Delphine Seyrig & Maria Schneider sur le tournage du film documentaire Sois belle et tais-toi - 1976 |
Delphine Seyrig est née au Liban en 1932. «Dans la plus belle lumière du monde», dit-elle. De l'enfance protestante, de la culture, du ciel rose du mont Liban et de Balbek sont venus l'intelligence de l'art et de la vie, la grâce austère du maintien, la loyauté absolue, le dégoût presque traumatique du mensonge, etc. Le reste, c'est elle seule. Mais «elle», qui c'est ? On a calculé qu'il faudrait des centaines de pages pour décrire rigoureusement le pas de l'homme, et dans ses causes musculaires, nerveuses, et dans ses efforts. Combien faudrait-il de pages pour décrire un sourire, un regard, l'inflexion d'une voix ? Mille ? Tout ce que je peux faire, c'est vous donner envie d'imaginer à votre guise la femme qui se nomme ainsi : Delphine Seyrig. [...]
Ce visage maigre - en dehors de toute mode - sur lequel est posé le sourire de l'humour universel, ou de l'intelligence - c'est pareil -, il est aussi imprévisible que celui d'une inconnue de la rue. Et cela, chaque fois qu'on la revoit. c'est ce qu'elle appelle varier. «Je ne crois pas aux "emplois ". On varie quand on peut varier... Ce qu'on appelle l'emploi, c'est une disponibilité entière. »
Nous en arrivons au dernier départage entre elle et les autres : la façon de parler : «On dit que j'ai une drôle de façon de parler, c'est bien vrai, j'ai une drôle de façon de parler, mais c'est ma façon de parler dans la vie.» C'est vrai : entre la comédienne et celle qui parle au petit garçon qui habite la maison, aucun décalage. Je trouve une image et je vous la donne : elle parle comme quelqu'un qui vient d'apprendre le français mais qui n'en aurait aucune habitude et qui éprouverait un plaisir extrême, physique, à le parler. On dirait qu'elle vient de finir de manger un fruit, que sa bouche en est encore tout humectée et que c'est dans cette fraîcheur, douce, aigre, verte, estivale que les mots se forment, et les phrases, et les discours, et qu'ils nous arrivent dans un rajeunissement unique.

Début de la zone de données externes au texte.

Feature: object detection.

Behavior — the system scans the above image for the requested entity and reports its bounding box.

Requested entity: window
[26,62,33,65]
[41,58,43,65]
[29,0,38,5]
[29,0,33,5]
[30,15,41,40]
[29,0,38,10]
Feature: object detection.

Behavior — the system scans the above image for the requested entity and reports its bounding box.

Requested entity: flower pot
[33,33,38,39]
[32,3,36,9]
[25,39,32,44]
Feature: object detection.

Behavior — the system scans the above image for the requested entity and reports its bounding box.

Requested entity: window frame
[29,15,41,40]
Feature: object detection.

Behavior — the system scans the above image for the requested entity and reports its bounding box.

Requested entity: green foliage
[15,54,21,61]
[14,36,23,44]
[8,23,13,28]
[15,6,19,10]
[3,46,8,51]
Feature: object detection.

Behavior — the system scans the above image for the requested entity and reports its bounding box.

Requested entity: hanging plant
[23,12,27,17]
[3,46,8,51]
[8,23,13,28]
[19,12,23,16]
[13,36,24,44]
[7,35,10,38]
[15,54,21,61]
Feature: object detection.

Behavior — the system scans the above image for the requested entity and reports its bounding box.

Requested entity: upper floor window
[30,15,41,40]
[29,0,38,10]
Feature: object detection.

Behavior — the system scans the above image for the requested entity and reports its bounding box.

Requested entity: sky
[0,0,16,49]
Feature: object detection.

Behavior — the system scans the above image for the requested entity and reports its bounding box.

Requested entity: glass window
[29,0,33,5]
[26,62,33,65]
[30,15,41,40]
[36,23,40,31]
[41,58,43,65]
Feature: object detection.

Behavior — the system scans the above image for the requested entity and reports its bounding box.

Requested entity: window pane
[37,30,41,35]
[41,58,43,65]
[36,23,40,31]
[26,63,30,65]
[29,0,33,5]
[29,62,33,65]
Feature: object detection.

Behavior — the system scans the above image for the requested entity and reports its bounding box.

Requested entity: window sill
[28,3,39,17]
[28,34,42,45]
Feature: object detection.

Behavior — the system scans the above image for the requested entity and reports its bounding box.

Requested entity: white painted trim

Pour ma part, j'aurais pu l'engager sur sa seule voix au téléphone, sans la voir. Il y en a qui ne la supportent pas, de moins en moins à vrai dire. Il y en a d'autres qui en sont intoxiqués. Moi : avant qu'ils soient distribués «j'entends» tous mes textes lus par Delphine.
Cette voix irréaliste, cette ponctuation absolument imprévisible et qui va à l'encontre de toute règle, c'est aussi Delphine Seyrig. [...]
In «Outside», POL 1984. Première parution dans «Vogue», 1969.
— Marguerite Duras ( Libération du 17 octobre 1990 ).